Zwischendurch kann ich mich auf der Görlitzer Straße noch an trinkfreudigen Jugendlichen mit Bermuda-Kettchen beim Flunky-Ball freuen. Ob sie wissen, dass das Neustädter Bermuda-Dreieck nur wenige Häuser weiter ist.
Nun entdecke ich weitere herrliche Kleinigkeiten. Nein, wie ein Stadtfest ist die BRN noch lange nicht. Man achte nur auf die herrlichen handgemachten Flamingo-Schirme im Vogelschutzgebiet oder die Milonga an der Sebnitzer Straße oder die Waffeln am Stiel, die mir ein paar kleine Mädels lautstark andrehen.
Wunderbar auch die Spielautmaten im Süßwasserfischgebiet. Oder die beiden jungen Leute, die strahlen, weil sie zwei der begehrten BRN-Becher ergattert haben. Die waren wohl schon am Freitag ausverkauft, verrät mir die BRN-Büro-Leiterin Ulla Wacker. Das schreit nach Fortsetzung im nächsten Jahr.
Als Ezé dann mit seinem Konzert beginnt, bin ich mit der BRN versöhnt, einen kurzen Ausschnitt gibt es hier auf Youtube. Vielleicht hat mich das russische Bier auch milde gestimmt, das war nämlich auch nicht so herb. Mit dem Konzert lasse ich es dann auch bewenden und überlasse den Abend der Jugend, die inzwischen schon wieder massenhaft in das Viertel strömt.

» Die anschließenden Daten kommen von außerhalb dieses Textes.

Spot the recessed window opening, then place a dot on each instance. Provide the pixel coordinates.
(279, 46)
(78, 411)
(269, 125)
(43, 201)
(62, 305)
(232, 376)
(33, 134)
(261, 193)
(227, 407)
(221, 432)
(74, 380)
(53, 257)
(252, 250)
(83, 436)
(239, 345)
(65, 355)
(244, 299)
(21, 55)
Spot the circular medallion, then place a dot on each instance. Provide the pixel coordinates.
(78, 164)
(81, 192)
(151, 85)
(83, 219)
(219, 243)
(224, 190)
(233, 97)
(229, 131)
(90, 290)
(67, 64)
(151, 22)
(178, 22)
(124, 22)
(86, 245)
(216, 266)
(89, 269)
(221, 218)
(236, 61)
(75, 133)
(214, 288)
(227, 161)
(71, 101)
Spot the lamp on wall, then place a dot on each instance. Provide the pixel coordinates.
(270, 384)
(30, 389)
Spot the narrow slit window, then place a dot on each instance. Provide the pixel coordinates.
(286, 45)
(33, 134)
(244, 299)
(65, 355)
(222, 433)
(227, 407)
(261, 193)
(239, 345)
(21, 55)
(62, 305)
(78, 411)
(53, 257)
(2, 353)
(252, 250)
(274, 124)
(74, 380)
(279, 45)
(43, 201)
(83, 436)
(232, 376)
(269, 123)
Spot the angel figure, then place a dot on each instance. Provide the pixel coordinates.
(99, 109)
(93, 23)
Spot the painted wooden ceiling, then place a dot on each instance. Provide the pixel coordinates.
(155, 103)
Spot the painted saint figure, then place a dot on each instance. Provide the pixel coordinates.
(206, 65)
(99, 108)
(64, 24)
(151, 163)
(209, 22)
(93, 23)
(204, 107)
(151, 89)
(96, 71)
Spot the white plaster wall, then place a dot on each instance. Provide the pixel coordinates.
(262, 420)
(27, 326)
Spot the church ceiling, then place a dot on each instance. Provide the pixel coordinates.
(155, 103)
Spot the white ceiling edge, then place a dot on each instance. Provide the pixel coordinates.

Ich finde es wie jedes Jahr schade, dass Du so extrem daran festhältst, dass die BRN was gaaaaaaaaaanz besonderes und eigenes ist. Schon lange nicht mehr… Ehrlich. Ich beobachte es seit 20 Jahren, bin inzwischen gelangweilt und ernüchtert. Denn: wenn man – anders als Du als Neustadt-Ticker-Schreiber – nicht die ganze Neustadt und all die geheimen Ecken und Mini-Events kennt und zugerufen bekommt – geht man eben doch immer gelangweilt durch die Gegend und denkt sich „So viele Kreative (angeblich) auf einem Haufen – und so wenig Kreativität“…
Lustig finde ich aber jedes Jahr Deinen krampfhaften Bemühungen, mit denen Du die BRN verteidigst… Sie ist halt irgendwas, wohin die Leute aus Kamenz, Görlitz, Leipzig und Striesen gehen, die sonst nix erleben… Die eigentlichen Bewohner…. Ja, wo sind die eigentlich? Ach ja, beim Hechtfest ; )
@ Jan – vielleicht ist das auch das Problem, dass du das seit 20 Jahren beobachtest. Ich nehme nun auch seit ’nem viertel Jahrhundert teil und kann nur sagen: 1) die 90er sind vorbei und kommen nicht wieder. Und das gilt nicht nur für die BRN, sondern so ziemlich für alle Initiativen. Die Strukturen sind verfestigt! 2) Ich finde auch nicht mehr alles klasse, was mir so an Musik übern Weg läuft – alles tausendmal gehört. Aber wen interessierts? Die nach uns haben doch das Recht Ihre Musik auf die Bühnen zu stellen und auf die Meinung der Alten zu scheißen.
Als Anwohner mitten im Viertel kann ich nur subjektiv sagen: die Insellösung scheint zu funktionieren. Der Lärm besonders nachts war sehr viel geringer, was mich tagsüber unglaublich viel toleranter werden lässt. Mit der Schröder-Sicherheitskonzept sind die ganzen überflüssigen Buden verschwunden und die Anwohner haben sich viele schöne Sachen ausgedacht. Vielleicht haben nächstes Jahr auch wieder mehr Leute aus dem Viertel Lust mitzumachen. Nach dem Frust der letzten Jahre war es echt ein schönes Fest!!!
Ein Hoch auf Ezé! Sein strahlendes Lächeln versöhnt mit ALLEM!